Assembly of (2×C2+C`2)×n Molecular Complexity Using a Sequence of Pt‑ and Pd-Catalyzed Transformations with Calcium Carbide
Constructing molecular complexity from simple precursors stands as a cornerstone in contemporary organic synthesis. Systems harnessing easily accessible starting materials, which offer control over stereochemistry and support a modular assembly approach, are particularly in demand. In this research, we utilized calcium carbide, presenting a sustainable pathway to generate acetylene gas - a fundamental C2 building block. We performed a Pt-facilitated linkage of two C2-units sourced from two calcium carbide molecules to craft a conjugated C4 core with exceptional stereoselectivity. As a benchmark, we selected the synthesis of (E,E)-1,4-diiodobuta-1,3-diene, executing it in a two-chamber reactor.

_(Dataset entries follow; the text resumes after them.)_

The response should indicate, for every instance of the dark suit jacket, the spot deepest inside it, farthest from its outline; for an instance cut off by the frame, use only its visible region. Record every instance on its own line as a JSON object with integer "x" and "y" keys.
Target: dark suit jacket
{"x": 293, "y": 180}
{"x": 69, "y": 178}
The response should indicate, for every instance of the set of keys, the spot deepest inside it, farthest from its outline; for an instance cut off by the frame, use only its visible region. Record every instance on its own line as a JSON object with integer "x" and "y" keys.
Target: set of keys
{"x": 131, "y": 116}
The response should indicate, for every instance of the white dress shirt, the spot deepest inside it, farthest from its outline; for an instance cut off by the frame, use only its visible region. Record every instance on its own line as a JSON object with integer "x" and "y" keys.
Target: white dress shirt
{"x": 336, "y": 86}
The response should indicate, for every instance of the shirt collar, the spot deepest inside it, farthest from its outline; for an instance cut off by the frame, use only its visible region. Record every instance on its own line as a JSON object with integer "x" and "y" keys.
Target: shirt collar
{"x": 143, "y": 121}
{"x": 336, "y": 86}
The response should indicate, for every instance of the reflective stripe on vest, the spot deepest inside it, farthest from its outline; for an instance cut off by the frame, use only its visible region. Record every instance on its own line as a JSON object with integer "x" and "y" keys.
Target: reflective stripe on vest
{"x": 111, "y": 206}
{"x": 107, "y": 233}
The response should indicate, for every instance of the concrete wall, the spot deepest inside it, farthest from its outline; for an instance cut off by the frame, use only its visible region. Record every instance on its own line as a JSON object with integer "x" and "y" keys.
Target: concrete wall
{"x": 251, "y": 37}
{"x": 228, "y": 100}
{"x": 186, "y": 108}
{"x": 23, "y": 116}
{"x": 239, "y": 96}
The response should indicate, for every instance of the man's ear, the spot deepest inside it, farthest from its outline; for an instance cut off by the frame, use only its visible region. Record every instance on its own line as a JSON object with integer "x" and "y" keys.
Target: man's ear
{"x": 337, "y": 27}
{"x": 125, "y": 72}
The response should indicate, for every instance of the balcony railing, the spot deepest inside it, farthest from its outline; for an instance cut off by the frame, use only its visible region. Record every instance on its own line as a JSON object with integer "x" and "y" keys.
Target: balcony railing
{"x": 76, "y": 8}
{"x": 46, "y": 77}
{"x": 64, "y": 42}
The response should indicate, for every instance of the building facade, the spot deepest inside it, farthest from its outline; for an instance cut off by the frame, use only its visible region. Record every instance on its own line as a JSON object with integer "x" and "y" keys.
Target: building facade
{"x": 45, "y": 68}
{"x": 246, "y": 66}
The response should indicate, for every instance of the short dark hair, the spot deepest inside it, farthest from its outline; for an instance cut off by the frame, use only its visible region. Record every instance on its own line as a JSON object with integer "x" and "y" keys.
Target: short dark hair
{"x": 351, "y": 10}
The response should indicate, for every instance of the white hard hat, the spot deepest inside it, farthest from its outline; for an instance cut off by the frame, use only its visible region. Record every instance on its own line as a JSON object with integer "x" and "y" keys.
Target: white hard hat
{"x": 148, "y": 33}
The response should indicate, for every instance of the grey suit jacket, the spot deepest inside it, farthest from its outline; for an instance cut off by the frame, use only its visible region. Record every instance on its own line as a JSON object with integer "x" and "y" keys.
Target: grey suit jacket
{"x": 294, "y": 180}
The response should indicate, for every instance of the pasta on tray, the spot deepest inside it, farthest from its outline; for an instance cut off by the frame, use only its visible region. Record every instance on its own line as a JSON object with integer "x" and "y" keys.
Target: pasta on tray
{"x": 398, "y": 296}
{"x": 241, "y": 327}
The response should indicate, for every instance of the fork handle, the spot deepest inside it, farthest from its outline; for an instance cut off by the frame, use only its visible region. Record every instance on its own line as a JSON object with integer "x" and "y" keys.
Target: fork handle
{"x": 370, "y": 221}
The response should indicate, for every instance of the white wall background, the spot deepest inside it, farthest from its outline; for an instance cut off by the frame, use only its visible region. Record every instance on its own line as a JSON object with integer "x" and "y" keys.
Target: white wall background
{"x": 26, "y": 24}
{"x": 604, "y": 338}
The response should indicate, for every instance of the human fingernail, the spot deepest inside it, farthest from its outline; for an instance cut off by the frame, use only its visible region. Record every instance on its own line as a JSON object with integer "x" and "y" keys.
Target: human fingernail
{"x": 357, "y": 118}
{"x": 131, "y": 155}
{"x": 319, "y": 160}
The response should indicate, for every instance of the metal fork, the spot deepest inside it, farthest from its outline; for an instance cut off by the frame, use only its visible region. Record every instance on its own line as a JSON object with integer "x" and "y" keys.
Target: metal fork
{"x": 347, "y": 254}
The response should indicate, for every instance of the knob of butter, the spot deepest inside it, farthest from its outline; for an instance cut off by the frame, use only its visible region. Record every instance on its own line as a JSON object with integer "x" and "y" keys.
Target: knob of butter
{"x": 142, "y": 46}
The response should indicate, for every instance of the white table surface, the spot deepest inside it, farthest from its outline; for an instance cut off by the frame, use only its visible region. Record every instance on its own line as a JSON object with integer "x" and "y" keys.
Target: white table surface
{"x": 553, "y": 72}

Compartmentalization of the reactions across these chambers resulted in the desired product in 85% yield. Furthermore, highenergy polymeric substances were derived by marrying the molecular intricacy between (E,E)-1,4-diiodobuta-1,3-diene and calcium carbide, underpinning a unique C4 + C2 assembly blueprint. The structure and morphology of the polymeric material were characterized by IR and NMR spectroscopy, scanning electron microscopy, and energy dispersive X-ray spectroscopy. Overall, two complementary 2?C2-to-C4 and (2?C2+C`2)?n assembly schemes were developed using Pt and Pd catalysis.
Reference: Eur. J. Org. Chem., 2023, e202301012.